How to avoid new incidents
It is not simply a case of detecting incidents. They need to be prevented and avoided. To do so, several measures can be taken:
1.- Contextualize the danger. As the Imperva survey shows, many cybersecurity managers don’t have an easy time of it when it comes to prioritizing the alarm level of possible alerts that they come across. For this reason, the company needs to have a solid structure of hierarchies in place to improve their risk management.
2.- Avoid false positives. False positives are very often the reason that corporate cybersecurity managers let their guard down when faced with new alerts. Companies therefore need to have appropriate tools in to avoid the increase in false positives.

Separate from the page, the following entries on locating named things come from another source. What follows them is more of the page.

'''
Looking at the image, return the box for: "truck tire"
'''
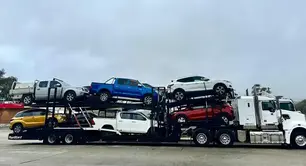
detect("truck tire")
[64,90,76,103]
[13,123,23,134]
[193,129,212,146]
[290,131,306,149]
[21,95,33,106]
[216,129,235,147]
[63,133,76,145]
[143,94,153,106]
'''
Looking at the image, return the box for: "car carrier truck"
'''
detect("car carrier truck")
[8,85,306,148]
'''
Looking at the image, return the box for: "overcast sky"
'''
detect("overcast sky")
[0,0,306,99]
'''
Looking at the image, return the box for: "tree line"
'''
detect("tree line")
[0,69,306,114]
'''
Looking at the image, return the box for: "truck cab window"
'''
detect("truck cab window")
[38,81,48,88]
[50,81,62,88]
[261,101,275,111]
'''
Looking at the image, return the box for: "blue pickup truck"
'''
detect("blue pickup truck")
[89,77,158,105]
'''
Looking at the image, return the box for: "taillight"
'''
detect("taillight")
[90,119,96,125]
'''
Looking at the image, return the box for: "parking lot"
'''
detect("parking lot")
[0,129,306,166]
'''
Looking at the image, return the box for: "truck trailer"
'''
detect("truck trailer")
[8,85,306,148]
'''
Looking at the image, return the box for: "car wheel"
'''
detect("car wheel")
[22,95,33,106]
[176,115,188,123]
[64,91,76,103]
[100,91,110,102]
[13,123,23,134]
[143,95,153,105]
[290,132,306,149]
[193,129,212,146]
[173,89,185,101]
[214,84,227,96]
[216,130,234,146]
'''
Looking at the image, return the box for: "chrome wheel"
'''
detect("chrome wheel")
[23,96,32,105]
[215,85,226,95]
[219,133,231,145]
[65,134,73,144]
[196,133,207,145]
[48,134,56,144]
[66,93,74,101]
[174,91,184,101]
[13,124,22,134]
[177,116,186,123]
[100,93,108,102]
[295,135,306,147]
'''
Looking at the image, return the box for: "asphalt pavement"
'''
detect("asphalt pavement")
[0,129,306,166]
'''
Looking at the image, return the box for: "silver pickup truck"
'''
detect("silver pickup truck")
[9,78,89,105]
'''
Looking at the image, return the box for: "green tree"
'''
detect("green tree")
[0,69,17,100]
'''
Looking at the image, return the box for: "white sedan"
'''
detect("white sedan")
[167,76,233,101]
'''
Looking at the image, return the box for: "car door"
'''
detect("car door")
[131,113,151,133]
[35,81,49,100]
[22,110,36,128]
[113,78,129,97]
[33,109,46,126]
[117,113,133,133]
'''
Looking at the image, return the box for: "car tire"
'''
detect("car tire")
[216,129,235,147]
[175,115,188,124]
[214,84,227,96]
[173,89,186,101]
[64,91,76,103]
[21,95,33,106]
[99,91,111,103]
[12,123,23,134]
[143,94,153,106]
[290,131,306,149]
[193,129,212,146]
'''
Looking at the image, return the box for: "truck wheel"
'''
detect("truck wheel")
[21,95,33,106]
[46,133,57,145]
[64,91,76,103]
[216,130,235,146]
[64,133,76,145]
[100,91,110,102]
[193,129,212,146]
[290,132,306,149]
[13,123,23,134]
[143,95,153,106]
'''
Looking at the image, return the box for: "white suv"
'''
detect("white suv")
[167,76,233,101]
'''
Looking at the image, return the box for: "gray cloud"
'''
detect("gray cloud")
[0,0,306,99]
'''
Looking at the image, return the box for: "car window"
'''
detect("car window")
[15,112,23,118]
[177,77,194,82]
[129,80,139,86]
[120,113,132,119]
[22,111,33,117]
[50,81,62,88]
[38,81,48,88]
[132,114,146,120]
[117,78,129,85]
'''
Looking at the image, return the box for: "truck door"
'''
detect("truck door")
[127,80,143,97]
[47,81,63,100]
[117,113,133,133]
[35,81,49,100]
[259,101,278,127]
[113,78,129,97]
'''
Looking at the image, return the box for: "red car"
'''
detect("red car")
[170,104,234,124]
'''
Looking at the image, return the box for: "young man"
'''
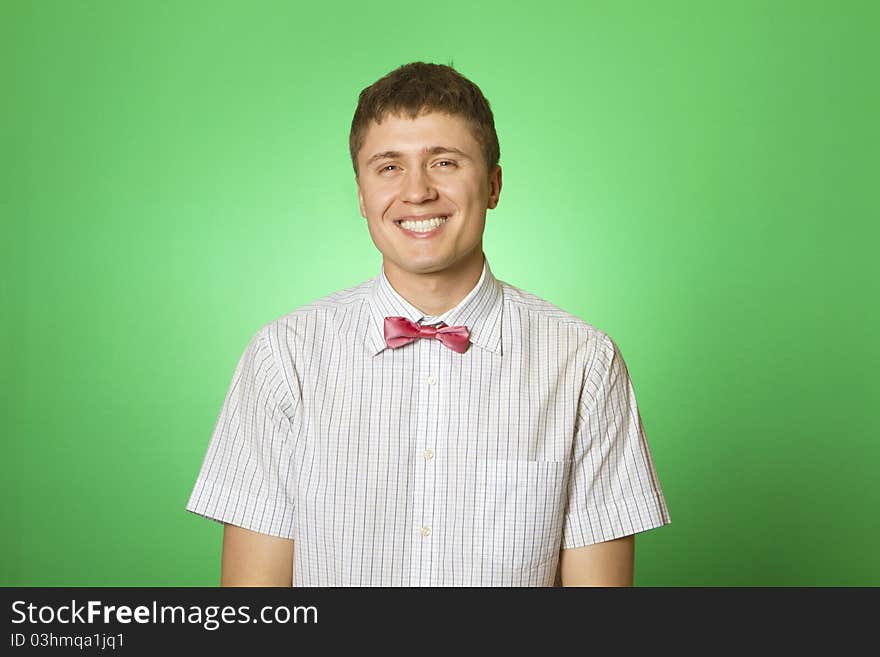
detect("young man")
[187,62,670,586]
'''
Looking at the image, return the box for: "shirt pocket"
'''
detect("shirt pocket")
[474,460,569,570]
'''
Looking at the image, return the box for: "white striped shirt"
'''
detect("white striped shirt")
[186,255,670,586]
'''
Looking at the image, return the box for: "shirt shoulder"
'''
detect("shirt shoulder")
[251,278,375,342]
[499,281,615,353]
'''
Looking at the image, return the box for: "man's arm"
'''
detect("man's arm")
[559,534,635,586]
[220,523,293,586]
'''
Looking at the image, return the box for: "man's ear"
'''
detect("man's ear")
[488,164,501,210]
[354,174,367,219]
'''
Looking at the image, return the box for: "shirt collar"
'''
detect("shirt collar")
[366,255,503,356]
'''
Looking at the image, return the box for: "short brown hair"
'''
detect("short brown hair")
[348,62,501,175]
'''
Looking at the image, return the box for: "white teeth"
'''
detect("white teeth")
[400,217,448,233]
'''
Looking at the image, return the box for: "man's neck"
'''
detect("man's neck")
[383,248,485,317]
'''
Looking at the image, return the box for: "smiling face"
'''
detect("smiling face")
[356,112,501,282]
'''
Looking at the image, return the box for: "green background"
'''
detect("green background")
[0,0,880,586]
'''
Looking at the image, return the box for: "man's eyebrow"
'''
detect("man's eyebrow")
[367,146,470,166]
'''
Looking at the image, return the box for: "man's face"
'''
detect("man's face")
[356,112,501,276]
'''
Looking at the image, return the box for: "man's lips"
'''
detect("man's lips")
[394,217,452,226]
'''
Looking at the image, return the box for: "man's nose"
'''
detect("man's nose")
[400,167,437,203]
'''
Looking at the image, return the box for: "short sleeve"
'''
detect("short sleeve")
[562,335,671,549]
[186,325,294,538]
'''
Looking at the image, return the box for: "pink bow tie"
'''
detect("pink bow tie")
[385,317,470,354]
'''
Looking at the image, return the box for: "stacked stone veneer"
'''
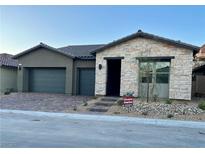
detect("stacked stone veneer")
[95,38,193,100]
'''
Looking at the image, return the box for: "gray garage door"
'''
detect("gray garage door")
[78,68,95,96]
[29,68,65,93]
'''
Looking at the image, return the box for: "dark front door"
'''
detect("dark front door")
[78,68,95,96]
[106,59,121,96]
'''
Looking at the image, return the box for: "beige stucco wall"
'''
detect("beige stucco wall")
[95,38,193,100]
[17,48,73,95]
[0,67,17,93]
[73,60,95,95]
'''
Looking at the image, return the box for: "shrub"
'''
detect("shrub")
[114,112,120,114]
[83,101,88,106]
[165,99,172,104]
[198,101,205,110]
[142,111,148,116]
[117,99,124,106]
[167,114,174,118]
[73,105,77,111]
[153,95,159,102]
[93,96,98,99]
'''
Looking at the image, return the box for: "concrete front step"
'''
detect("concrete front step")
[101,97,120,102]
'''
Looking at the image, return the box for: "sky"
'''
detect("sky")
[0,6,205,54]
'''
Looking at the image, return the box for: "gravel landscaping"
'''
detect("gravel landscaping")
[0,93,205,121]
[107,99,205,121]
[0,93,92,112]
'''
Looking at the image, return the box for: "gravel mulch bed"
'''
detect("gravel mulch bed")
[0,93,92,112]
[107,99,205,121]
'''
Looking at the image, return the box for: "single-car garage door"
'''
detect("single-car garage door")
[78,68,95,96]
[29,68,65,93]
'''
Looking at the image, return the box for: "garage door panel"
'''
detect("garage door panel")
[78,68,95,96]
[29,68,65,93]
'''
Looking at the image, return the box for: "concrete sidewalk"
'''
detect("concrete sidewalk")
[0,109,205,128]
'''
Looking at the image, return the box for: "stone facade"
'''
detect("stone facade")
[95,38,193,100]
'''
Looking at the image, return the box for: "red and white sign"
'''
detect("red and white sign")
[123,96,133,105]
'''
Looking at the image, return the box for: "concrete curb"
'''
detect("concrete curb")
[0,109,205,129]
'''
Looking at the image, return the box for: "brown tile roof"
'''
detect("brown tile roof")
[0,53,18,67]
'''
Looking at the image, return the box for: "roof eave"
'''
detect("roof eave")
[12,43,75,59]
[91,32,200,55]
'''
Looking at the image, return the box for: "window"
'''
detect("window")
[140,61,170,84]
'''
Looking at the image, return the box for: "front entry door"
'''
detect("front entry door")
[106,59,121,96]
[140,61,170,98]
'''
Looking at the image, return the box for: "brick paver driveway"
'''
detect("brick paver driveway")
[0,93,92,112]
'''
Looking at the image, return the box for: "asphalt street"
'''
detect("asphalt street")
[0,112,205,148]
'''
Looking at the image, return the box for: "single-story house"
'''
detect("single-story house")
[14,30,199,100]
[0,53,18,93]
[192,45,205,96]
[13,43,103,95]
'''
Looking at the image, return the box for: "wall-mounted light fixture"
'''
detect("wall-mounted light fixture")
[98,64,102,70]
[18,64,22,70]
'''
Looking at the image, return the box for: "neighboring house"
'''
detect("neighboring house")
[0,53,18,93]
[14,30,199,100]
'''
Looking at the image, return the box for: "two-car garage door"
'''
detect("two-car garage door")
[29,68,65,93]
[29,68,95,96]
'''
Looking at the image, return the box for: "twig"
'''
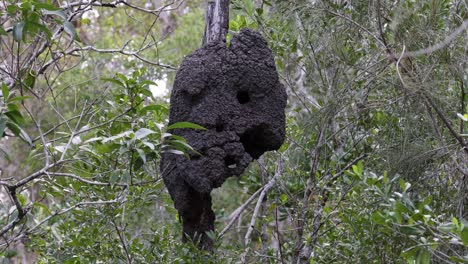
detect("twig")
[241,157,284,263]
[389,20,468,59]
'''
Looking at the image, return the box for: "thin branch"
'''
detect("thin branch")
[241,157,284,263]
[389,20,468,59]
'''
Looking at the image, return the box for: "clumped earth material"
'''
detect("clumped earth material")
[161,29,286,249]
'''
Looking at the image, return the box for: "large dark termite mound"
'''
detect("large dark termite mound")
[161,29,286,250]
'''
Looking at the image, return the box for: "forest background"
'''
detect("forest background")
[0,0,468,263]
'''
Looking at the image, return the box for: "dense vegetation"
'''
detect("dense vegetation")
[0,0,468,263]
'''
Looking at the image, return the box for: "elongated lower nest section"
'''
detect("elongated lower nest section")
[161,29,286,249]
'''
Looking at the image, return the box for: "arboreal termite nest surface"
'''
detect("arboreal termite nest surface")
[161,29,286,249]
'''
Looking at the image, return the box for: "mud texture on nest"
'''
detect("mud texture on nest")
[161,29,286,249]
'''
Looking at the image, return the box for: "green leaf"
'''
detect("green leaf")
[6,5,18,16]
[280,193,288,203]
[34,1,60,11]
[2,83,10,99]
[134,128,156,140]
[101,78,125,87]
[63,21,77,39]
[5,110,24,125]
[13,21,25,42]
[416,249,431,264]
[460,226,468,246]
[167,122,207,130]
[23,71,36,89]
[141,105,169,114]
[8,95,33,103]
[136,149,146,163]
[6,122,21,136]
[162,149,185,155]
[0,116,6,138]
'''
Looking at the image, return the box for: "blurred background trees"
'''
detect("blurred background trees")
[0,0,468,263]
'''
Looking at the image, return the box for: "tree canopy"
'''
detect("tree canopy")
[0,0,468,263]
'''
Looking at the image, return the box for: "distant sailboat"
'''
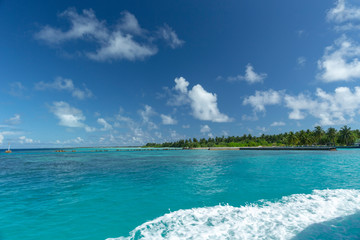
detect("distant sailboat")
[5,143,11,153]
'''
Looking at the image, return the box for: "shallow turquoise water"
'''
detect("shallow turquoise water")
[0,149,360,240]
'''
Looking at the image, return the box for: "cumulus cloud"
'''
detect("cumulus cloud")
[5,114,21,125]
[160,114,177,125]
[117,11,146,35]
[158,24,184,49]
[270,121,286,127]
[167,77,233,122]
[243,86,360,126]
[50,101,95,132]
[243,89,283,112]
[35,77,93,100]
[87,32,157,61]
[318,36,360,82]
[189,84,232,122]
[97,118,112,131]
[200,125,211,133]
[34,8,183,61]
[227,63,267,84]
[285,87,360,125]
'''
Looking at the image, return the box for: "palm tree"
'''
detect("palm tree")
[313,126,325,144]
[339,125,355,145]
[326,127,337,146]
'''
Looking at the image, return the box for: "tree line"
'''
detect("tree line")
[145,125,360,148]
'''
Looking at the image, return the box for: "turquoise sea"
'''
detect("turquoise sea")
[0,149,360,240]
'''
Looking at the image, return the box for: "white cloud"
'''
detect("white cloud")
[9,82,26,97]
[318,36,360,82]
[35,8,183,61]
[159,24,184,49]
[19,136,34,144]
[87,31,157,61]
[243,87,360,126]
[160,114,177,125]
[270,121,286,127]
[227,63,267,84]
[243,89,283,112]
[327,0,360,23]
[97,118,112,131]
[189,84,232,122]
[50,101,95,132]
[200,125,211,133]
[167,77,233,122]
[35,8,109,44]
[118,11,145,35]
[5,114,21,125]
[35,77,93,100]
[284,87,360,125]
[174,77,189,94]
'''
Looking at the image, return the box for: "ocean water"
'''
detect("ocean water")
[0,149,360,240]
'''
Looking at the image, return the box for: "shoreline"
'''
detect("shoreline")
[184,147,337,151]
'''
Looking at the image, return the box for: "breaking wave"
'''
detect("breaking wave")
[108,189,360,240]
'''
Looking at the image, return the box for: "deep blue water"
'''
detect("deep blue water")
[0,149,360,240]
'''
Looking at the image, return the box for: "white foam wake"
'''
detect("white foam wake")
[108,189,360,240]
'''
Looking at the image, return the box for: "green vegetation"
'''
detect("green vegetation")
[145,125,360,148]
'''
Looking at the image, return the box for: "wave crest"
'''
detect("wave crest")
[107,189,360,240]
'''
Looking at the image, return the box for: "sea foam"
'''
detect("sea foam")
[107,189,360,240]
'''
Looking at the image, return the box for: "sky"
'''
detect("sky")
[0,0,360,148]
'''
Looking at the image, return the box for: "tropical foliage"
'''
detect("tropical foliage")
[146,126,360,148]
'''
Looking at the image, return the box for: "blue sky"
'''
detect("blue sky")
[0,0,360,148]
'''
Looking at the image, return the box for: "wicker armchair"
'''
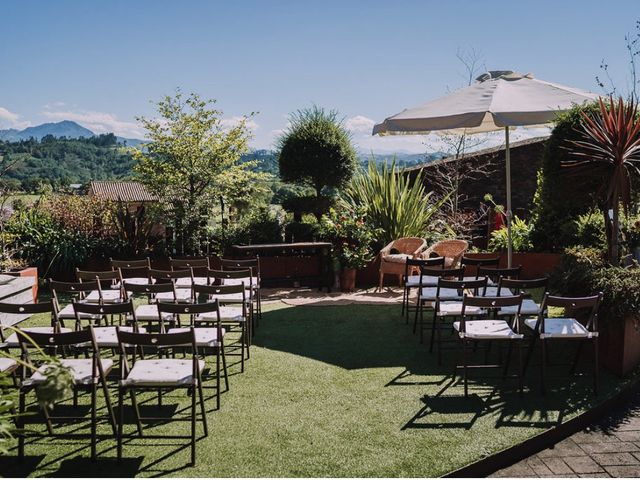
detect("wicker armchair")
[422,240,469,268]
[378,237,427,290]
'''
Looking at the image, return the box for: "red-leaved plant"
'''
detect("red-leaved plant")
[562,97,640,265]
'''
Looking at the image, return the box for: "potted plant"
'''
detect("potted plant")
[322,209,376,292]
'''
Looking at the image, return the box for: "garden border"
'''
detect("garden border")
[442,375,640,478]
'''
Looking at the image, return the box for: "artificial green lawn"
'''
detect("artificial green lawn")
[0,302,622,477]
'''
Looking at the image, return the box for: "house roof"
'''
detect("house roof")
[89,181,158,202]
[403,136,549,172]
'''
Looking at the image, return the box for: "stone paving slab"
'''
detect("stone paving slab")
[490,391,640,478]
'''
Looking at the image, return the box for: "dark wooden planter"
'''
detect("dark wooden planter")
[600,316,640,377]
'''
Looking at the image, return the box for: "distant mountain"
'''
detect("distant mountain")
[0,120,144,147]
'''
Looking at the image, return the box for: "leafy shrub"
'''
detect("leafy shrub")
[322,208,378,269]
[341,159,448,244]
[531,104,599,252]
[488,215,533,252]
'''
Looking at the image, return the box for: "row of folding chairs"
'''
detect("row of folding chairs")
[0,292,244,462]
[402,258,602,396]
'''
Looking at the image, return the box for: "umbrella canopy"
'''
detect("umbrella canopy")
[373,70,598,266]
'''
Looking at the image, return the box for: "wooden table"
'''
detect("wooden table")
[232,242,333,292]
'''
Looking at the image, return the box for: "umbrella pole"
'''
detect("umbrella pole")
[504,126,513,268]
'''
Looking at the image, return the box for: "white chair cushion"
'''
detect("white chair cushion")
[136,304,173,322]
[438,302,484,317]
[463,277,496,286]
[156,288,191,302]
[498,298,540,316]
[196,305,246,322]
[453,320,524,340]
[58,304,101,320]
[524,318,598,338]
[6,327,71,348]
[478,286,513,297]
[167,327,225,347]
[382,253,411,263]
[0,357,18,372]
[25,358,113,385]
[85,290,132,303]
[121,358,204,387]
[176,277,207,287]
[420,287,462,300]
[93,327,147,348]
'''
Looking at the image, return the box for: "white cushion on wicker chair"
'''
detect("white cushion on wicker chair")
[196,305,246,322]
[167,327,225,347]
[93,326,147,348]
[498,298,540,315]
[136,304,173,322]
[176,277,208,287]
[121,358,204,387]
[58,304,102,320]
[453,320,524,340]
[6,327,71,348]
[524,318,598,338]
[383,253,411,263]
[156,288,191,302]
[0,357,18,372]
[25,358,113,385]
[420,287,462,300]
[438,302,484,317]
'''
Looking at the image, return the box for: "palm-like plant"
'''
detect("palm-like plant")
[563,97,640,264]
[340,159,449,244]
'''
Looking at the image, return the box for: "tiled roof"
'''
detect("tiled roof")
[89,181,158,202]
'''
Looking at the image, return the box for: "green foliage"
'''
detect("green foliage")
[340,160,449,244]
[488,215,533,252]
[572,210,607,249]
[322,208,379,269]
[213,206,284,255]
[0,134,133,194]
[134,91,266,254]
[278,106,357,218]
[531,104,598,252]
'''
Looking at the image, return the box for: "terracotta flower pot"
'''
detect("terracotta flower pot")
[340,268,356,292]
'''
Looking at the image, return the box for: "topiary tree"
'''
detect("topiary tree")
[531,104,599,252]
[278,106,357,219]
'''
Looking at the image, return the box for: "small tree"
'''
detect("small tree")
[278,106,356,220]
[563,97,640,265]
[134,91,263,254]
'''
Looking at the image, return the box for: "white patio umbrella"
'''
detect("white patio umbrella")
[373,70,598,267]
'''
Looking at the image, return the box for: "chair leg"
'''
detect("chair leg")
[100,377,116,435]
[220,339,229,391]
[191,385,196,466]
[216,348,221,410]
[593,337,600,396]
[518,340,524,396]
[198,372,209,437]
[462,338,469,398]
[91,382,98,462]
[540,338,547,395]
[116,387,124,462]
[130,389,142,437]
[16,389,26,460]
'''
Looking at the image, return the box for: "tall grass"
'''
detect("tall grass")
[340,158,451,243]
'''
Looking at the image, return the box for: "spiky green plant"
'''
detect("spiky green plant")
[340,158,450,243]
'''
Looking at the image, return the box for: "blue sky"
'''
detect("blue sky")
[0,0,640,152]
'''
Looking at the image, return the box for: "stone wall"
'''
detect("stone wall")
[404,137,547,218]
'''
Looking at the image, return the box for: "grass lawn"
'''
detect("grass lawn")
[0,302,622,477]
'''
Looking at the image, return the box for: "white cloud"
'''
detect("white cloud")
[220,117,260,132]
[344,115,376,134]
[0,107,31,129]
[42,106,144,138]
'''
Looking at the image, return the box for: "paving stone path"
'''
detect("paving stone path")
[490,390,640,477]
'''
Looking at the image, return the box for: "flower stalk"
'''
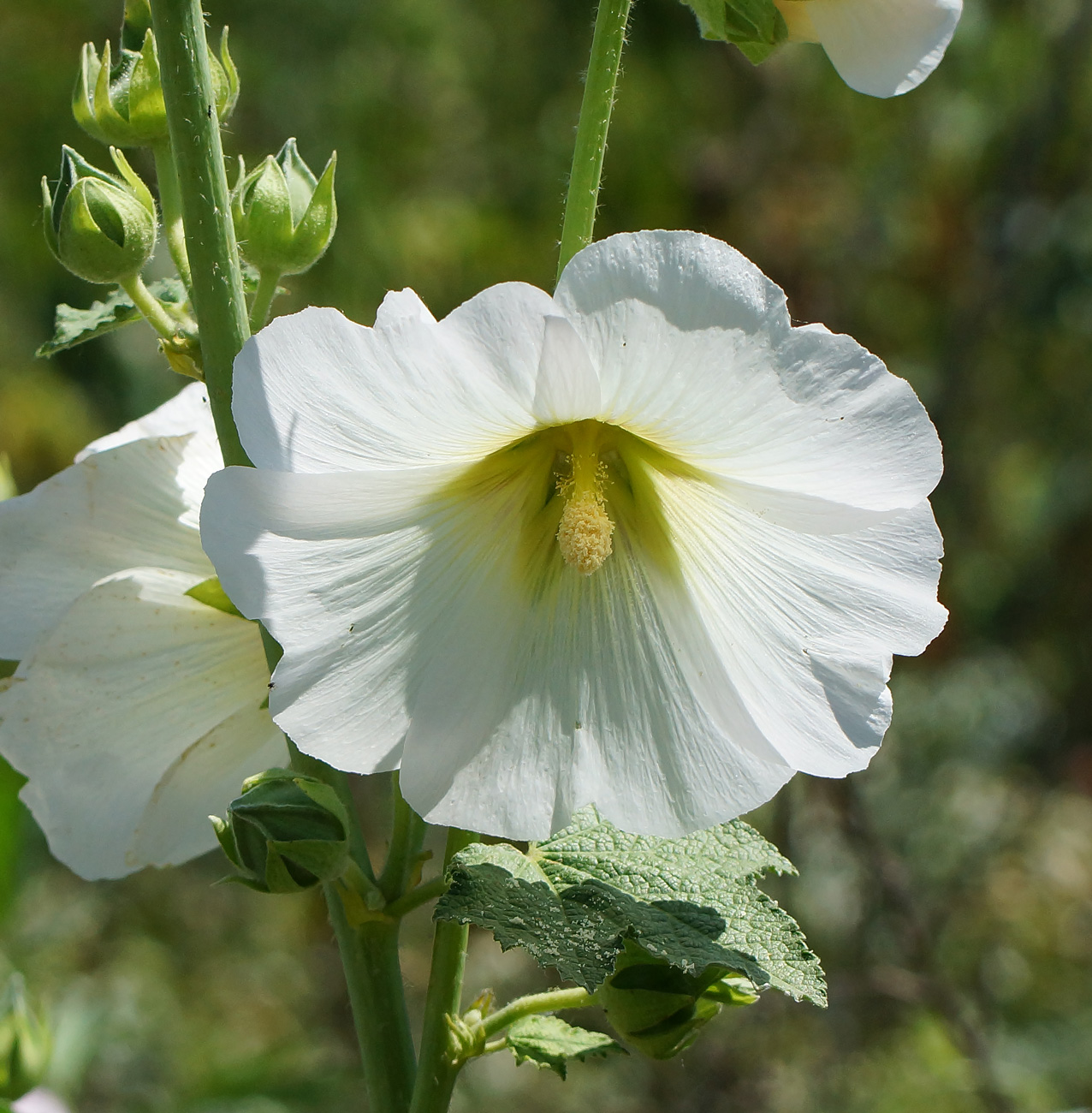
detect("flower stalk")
[557,0,632,276]
[151,142,193,290]
[151,0,250,464]
[409,827,474,1113]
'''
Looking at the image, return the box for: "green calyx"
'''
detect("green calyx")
[596,939,758,1058]
[42,147,157,283]
[682,0,788,64]
[72,26,239,147]
[231,140,337,275]
[209,769,349,893]
[0,974,52,1102]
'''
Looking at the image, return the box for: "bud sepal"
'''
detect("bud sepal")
[72,23,239,147]
[209,769,349,893]
[42,147,157,284]
[231,140,337,275]
[596,939,758,1058]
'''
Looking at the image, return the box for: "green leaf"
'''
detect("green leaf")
[34,278,186,359]
[682,0,788,63]
[186,575,244,619]
[436,808,826,1004]
[508,1016,626,1079]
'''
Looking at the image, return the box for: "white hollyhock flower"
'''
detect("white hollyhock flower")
[774,0,963,97]
[0,383,285,878]
[201,231,945,838]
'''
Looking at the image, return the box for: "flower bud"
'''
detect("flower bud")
[42,147,157,283]
[596,939,758,1058]
[231,140,337,275]
[0,974,52,1102]
[72,27,239,147]
[209,769,349,893]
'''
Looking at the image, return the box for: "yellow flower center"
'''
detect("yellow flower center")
[557,422,614,575]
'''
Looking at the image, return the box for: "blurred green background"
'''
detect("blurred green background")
[0,0,1092,1113]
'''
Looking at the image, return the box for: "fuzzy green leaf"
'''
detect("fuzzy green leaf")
[436,808,825,1004]
[508,1016,626,1079]
[34,278,186,359]
[682,0,788,63]
[186,575,242,619]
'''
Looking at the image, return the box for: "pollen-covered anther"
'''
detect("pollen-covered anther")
[557,491,614,575]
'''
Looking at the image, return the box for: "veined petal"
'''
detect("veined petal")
[653,461,947,776]
[401,473,792,838]
[202,467,457,772]
[532,318,602,426]
[557,233,942,516]
[234,283,556,473]
[807,0,963,97]
[0,568,285,878]
[75,383,222,456]
[0,433,220,660]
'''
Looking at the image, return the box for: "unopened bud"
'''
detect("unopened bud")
[596,939,758,1058]
[231,140,337,275]
[72,27,239,147]
[209,769,349,893]
[0,974,52,1102]
[42,147,157,283]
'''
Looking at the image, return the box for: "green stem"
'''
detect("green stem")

3.- Technology solutions. Cybersecurity managers needn’t dedicate such a large part of their time to manually detecting possible alerts. Rather, they should back up their efforts with technological solutions that do this task. Panda Adaptive Defense doesn’t just monitor the company’s IT activity in real time. Thanks to contextual intelligence it is able to prioritize alerts, minimize the risk for companies, and therefore help them in risk management.
At the present time, having a traditional antivirus is no longer enough. Threats are ever more advanced, and companies’ security solutions must be too. This is the only way that they will be able to face up to the boom of fileless malware or the new types of APT, which are increasingly sophisticated. This was demonstrated by LoJax, which is even capable of surviving reinstallation of the operating system.
4.- Cyber-resilience. Fatigue or the increase in alerts can never be an excuse for a company. Every company must be cyber-resilient as well as being up-to-date with the new methods of attack that cybercriminals use.